Some artist Natascha Stellmach claims to have received the "stolen" ashes of Kurt Cobain and - oh, stop my aching art-school pranked sides - is going to smoke them:
“This final act”, Stellmach told Artworld magazine, “will release Cobain from the media circus and into the ether.”
Asked how she she came by having the ashes, she said "That's confidential and kind of magic. They came to me. And I am setting him free.”
Of course, there's every chance she doesn't actually have Kurt's ashes at all, and is merely engaging in some sort of publicity stunt to draw attention to herself. If she does - she claims the ashes came to her in a way "magical and confidential" - then burning them would seem to be destroying the evidence of a crime; possessing them is holding stolen goods and that's just the legal ramifications.
The damaged moral and ethical judgement, though, is even more obvious - how is turning yourself into a media circus releasing Kurt from his? And condemning every documentary made about him from now until the eventual collapse of capitalism to have to end with "a mentally-ill woman inhaled what remained of his body" bringing an end, rather than just crowbarring a new chapter? What gives Stellmach the right to decide what happens to Kurt, over his daughter, over his wife?
Perhaps she's going to do this for everyone.
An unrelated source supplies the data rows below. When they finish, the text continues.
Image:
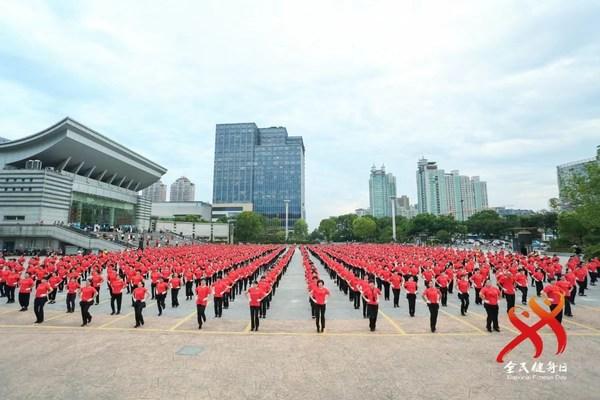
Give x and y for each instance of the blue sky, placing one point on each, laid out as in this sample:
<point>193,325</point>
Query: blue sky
<point>504,90</point>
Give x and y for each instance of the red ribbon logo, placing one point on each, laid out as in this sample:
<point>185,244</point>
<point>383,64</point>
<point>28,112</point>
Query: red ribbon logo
<point>531,332</point>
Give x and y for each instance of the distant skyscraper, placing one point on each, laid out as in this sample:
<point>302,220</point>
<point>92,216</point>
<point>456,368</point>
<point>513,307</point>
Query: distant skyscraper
<point>156,192</point>
<point>182,190</point>
<point>440,193</point>
<point>382,187</point>
<point>262,166</point>
<point>566,172</point>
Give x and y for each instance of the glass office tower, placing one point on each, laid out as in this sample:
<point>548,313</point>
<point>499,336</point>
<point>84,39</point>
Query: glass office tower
<point>262,166</point>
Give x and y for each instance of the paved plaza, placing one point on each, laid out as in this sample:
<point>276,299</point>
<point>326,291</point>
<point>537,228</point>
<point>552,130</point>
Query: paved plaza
<point>287,359</point>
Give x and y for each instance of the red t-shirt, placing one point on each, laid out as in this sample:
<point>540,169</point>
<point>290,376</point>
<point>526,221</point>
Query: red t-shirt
<point>88,293</point>
<point>372,295</point>
<point>256,295</point>
<point>25,285</point>
<point>202,293</point>
<point>72,287</point>
<point>117,286</point>
<point>42,290</point>
<point>410,286</point>
<point>139,293</point>
<point>432,295</point>
<point>319,294</point>
<point>463,286</point>
<point>490,295</point>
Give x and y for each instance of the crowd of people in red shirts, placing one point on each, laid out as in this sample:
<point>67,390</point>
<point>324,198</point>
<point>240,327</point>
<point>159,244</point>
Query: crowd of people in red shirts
<point>363,272</point>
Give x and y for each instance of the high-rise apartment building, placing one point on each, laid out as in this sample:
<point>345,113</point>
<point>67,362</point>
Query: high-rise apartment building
<point>182,190</point>
<point>441,193</point>
<point>156,193</point>
<point>261,166</point>
<point>382,188</point>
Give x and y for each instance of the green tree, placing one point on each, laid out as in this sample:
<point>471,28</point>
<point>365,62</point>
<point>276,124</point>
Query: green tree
<point>487,223</point>
<point>364,228</point>
<point>327,228</point>
<point>300,230</point>
<point>249,227</point>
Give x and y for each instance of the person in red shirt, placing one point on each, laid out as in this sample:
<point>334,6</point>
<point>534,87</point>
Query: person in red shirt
<point>371,296</point>
<point>202,293</point>
<point>86,296</point>
<point>255,296</point>
<point>175,284</point>
<point>553,292</point>
<point>396,283</point>
<point>161,293</point>
<point>12,280</point>
<point>139,295</point>
<point>463,287</point>
<point>490,296</point>
<point>116,295</point>
<point>432,297</point>
<point>411,294</point>
<point>319,295</point>
<point>25,286</point>
<point>72,288</point>
<point>41,297</point>
<point>507,283</point>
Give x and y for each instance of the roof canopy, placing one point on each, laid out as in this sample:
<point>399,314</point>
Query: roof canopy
<point>73,147</point>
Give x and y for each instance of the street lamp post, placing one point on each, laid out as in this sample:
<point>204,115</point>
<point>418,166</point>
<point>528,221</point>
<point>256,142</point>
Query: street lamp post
<point>393,199</point>
<point>287,207</point>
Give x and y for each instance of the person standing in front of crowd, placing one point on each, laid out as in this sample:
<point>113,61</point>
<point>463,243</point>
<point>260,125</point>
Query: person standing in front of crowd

Perhaps we should all deliver the corpses and bones and ashes of all our deceased to her house - in the same way parents try to stop their kids from smoking by making them do a full packet of twenty in one go, the solution would be to ask Stellmach to work her way through a charnel house.
And if she doesn't have the ashes? Exploiting the loss of Kurt's ashes, publicly announcing to a sixteen year-old girl that the remains of her too-publicly dead father are going to be used in a stunt, even if you're planning to say 'ha-ha not really' at some point in the future, seems somewhat inhumane and cruel. And what worthy sort of artist would lack empathy to such an extent?